Журавли улетели. Небесная чаша пустая.
Самолеты не в счет, ненавижу их дьявольский свист.
Бабье лето еще... Паутина летит из Парижа –
Невесома, как всюду, плывет с Елисейских полей:
Поэтический трон иль живая деталь для престижа?
Это подан мне знак: проводили и там журавлей!
Так бывало и раньше. Но так вот угрюмо и люто
Не болела душа, не мрачнели стога на лугу.
Силы зла торжествуют. Вселенская тешится смута.

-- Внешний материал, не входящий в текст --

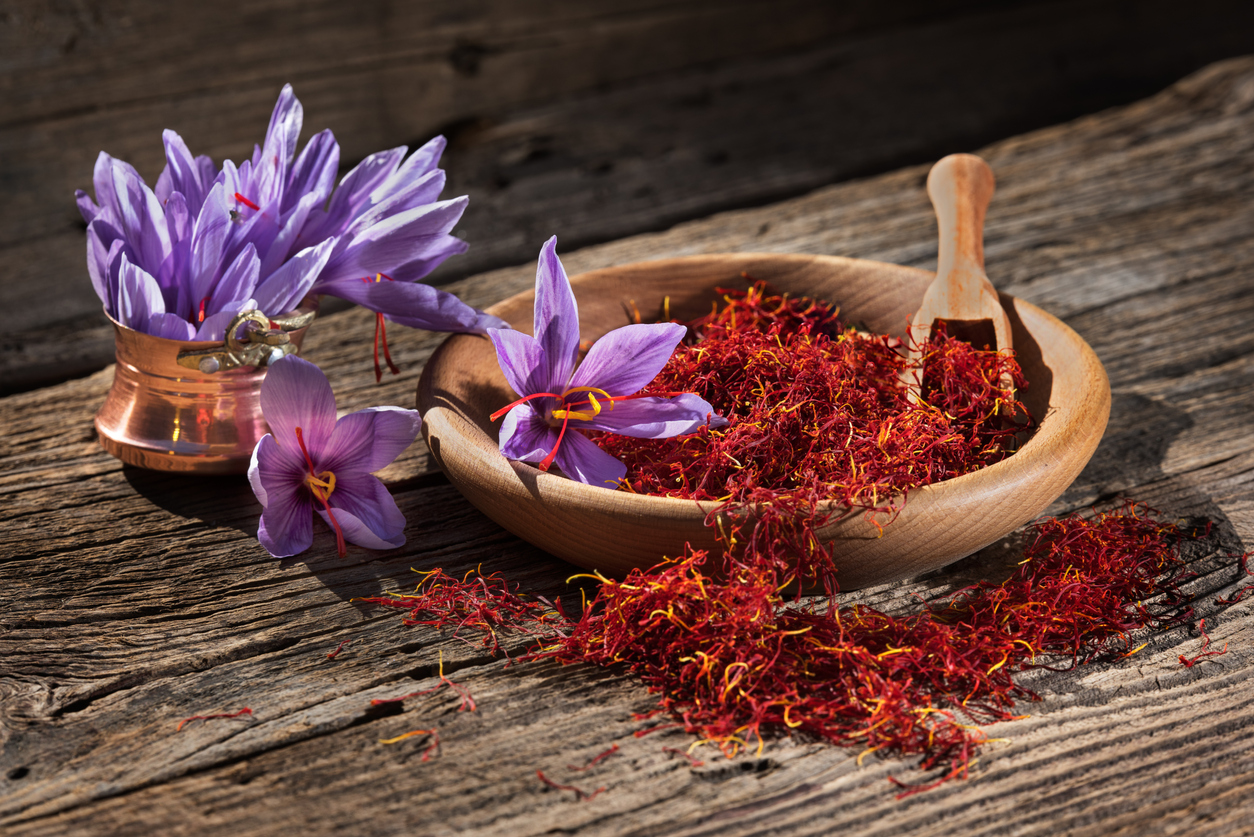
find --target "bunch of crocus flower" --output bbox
[488,236,727,488]
[78,85,503,348]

Журавли... Слышишь, барин?.. Я плачу, прости, не могу...
Маленков
Среди вождишек и божков,
На спешной их перехоронке,
Он предсовмина Маленков,
Как бы в особицу, в сторонке.
Пальто осадистой длины,
Фигура крупная, литая.
Проходит – парусом штаны
Летят, брусчатку подметая.
Он в годы сумеречных слез
И всеколхозного терпенья
Скостил налоги и всерьез
Сулил другие послабленья.
Он дал Лаврентию пинка,
Но не прижился на престоле,
Успев уважить мужика,
Он как бы сгинул в чистом поле.
Вот говорят: свой век дожил
Он под простой, негромкой крышей,
Он был Георгием, он – был!..
А кто же эти – Боря с Мишей?
Старый сюжет
1
Как же так? После всех лишений
Тех, что выстрадала страна,
Лучше рыночных отношений
Не придумали ни хрена.
По российским, по русским весям,
От столиц и – во все концы,
В расторгашеском интересе
Рыщут нынешние дельцы.
Перестройка. Иные мерки.
Как и все, я свой крест влачу,
Но ни в менеджеры, ни в клерки,
Даже в фермеры – не хочу.
«Свежих ветров», «мышлений новых»
Столько ж было... Тщета одна.
Вот и вырублен сад вишневый,
То-то празднует Сатана.
2
Сколько пафоса, сколько крика,
Телеящик включи на миг:
Тот себе на уме, тот ликом
3асекреченный боевик.
Охмурили, околдовали,
Развалили страну, галдя,
А доверчивый люд загнали,
Ускоряясь, в «очередя».
Я-то, ладно, – не много жаждал,
Оттого и душа жива.
Жаль мне, жаль дорогих сограждан
Тех, что клюнули на слова.
Нет продыха от телебредней:
Что угоили со страной!
О, молчи, Михаил Последний,
Шельма, меченый Сатаной.
Тот же снег...
Тот же снег... И те же версты:
Пешедралом – два броска.
Сквозь морозный морок – звезды,
Безразмерная тоска.
То ль луны мелькает плошка,
Т о ль гнилушки камелек,
Т о ль морозною морошкой,
Поздней баньки огонек?
Бесенят ли буйных свиту
Баламутит старый бес?
То ль челом Хрущев Никита
Просиял и вновь исчез?
А когда-то, ах, когда-то
Шел домой и ликовал.
Этот снег голубоватый
Так божественно сверкал!
А теперь бредешь угрюмо
По родимой-то земле.
С перестроечною думой,
Тяжкой думой на челе.
Кто там все же страх наводит?
Кто вгоняет в дрожь и пот?
Кто в метельных джунглях бродит?
Уж не местный ли Пол Пот?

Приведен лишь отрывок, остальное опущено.